The chief economist of Desjardins Group, Jimmy Jean, has bad news. Speaking recently, he declared that Canada can’t build enough homes fast enough. The goal? To solve the housing affordability crisis within seven years.
This warning came at a Toronto event. It was organized by the Economic Club of Canada on September 12. Jimmy Jean compared the current situation to the past. He stated it took Canada 30 years to build 5.8 million homes.
Soft Market, Hard Challenges
We’re seeing a shift in the market. It’s becoming softer, favoring buyers more than before. However, there’s a catch. Although house prices are lower, other costs have gone up. Interest rates have risen. This has made monthly payments more expensive.
If you own a home, this is good for you. Your property value will likely stay stable. But for buyers, the market is still tough.
Realistic Expectations and Timelines
Jean brought up an alarming point. He questioned the feasibility of building millions of homes in just seven years. “You can’t squeeze 30 years of construction into seven years,” he told the crowd.
Last year, Canada Mortgage and Housing Corp. (CMHC) had a projection. They said Canada would need 5.8 million new homes by 2030. This would make housing more affordable. To meet this, 3.5 million additional homes would have to be built.
The agency revised these numbers on September 13. They lowered the projected number of homes to be built by 2030. Yet, the supply gap remains nearly the same, around 3.5 million homes.
Immigration and Housing
The federal government has plans too. They aim to admit 500,000 permanent residents annually by 2025. They believe this will fix labor shortages. However, Jean raises a question: Can the housing supply keep up?
Interest Rates and Impact
On September 6, the Bank of Canada kept its benchmark interest rate at five percent. This has offered some relief to the housing sector. Yet, the raised rates are affecting new home financing. Investors are becoming hesitant.
Dawn Desjardins, another economist, said something interesting. We’re 18 months into the rate hikes. The full impact is starting to show. She predicts lower interest rates might return by 2024.
Policy Suggestions
- A mortgage deductibility program should be considered. This would aim to help people affected by high-interest rates. It would lower their monthly payments and let them build financial equity.
- A special mortgage rate for first-time buyers should be introduced. It should start 200-400 basis points below current rates.

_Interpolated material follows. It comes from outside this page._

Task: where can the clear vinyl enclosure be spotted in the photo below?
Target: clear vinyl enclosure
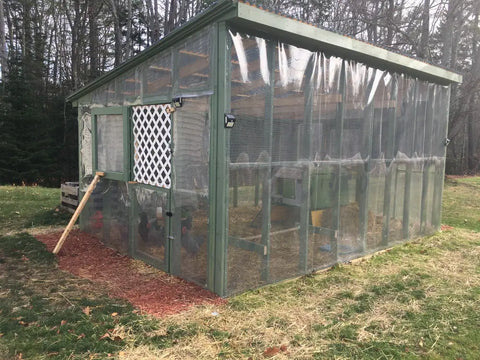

Over 5-15 years, it should then rise to current rates. The aim? To help first-time buyers and stabilize the market.
FAQs
Q: How long will it realistically take to solve the housing crisis according to experts?
A: According to Jimmy Jean, chief economist at Desjardins Group, it could take up to 30 years.
Q: What are the federal government’s plans for immigration?
A: The plan is to bring in 500,000 permanent residents annually by 2025.
Q: Are interest rates expected to go down?
A: Dawn Desjardins predicts that interest rates may decrease by 2024.
Q: What policy changes are suggested to alleviate the housing crisis?
A: Two key suggestions are a mortgage deductibility program and a special mortgage rate for first-time buyers.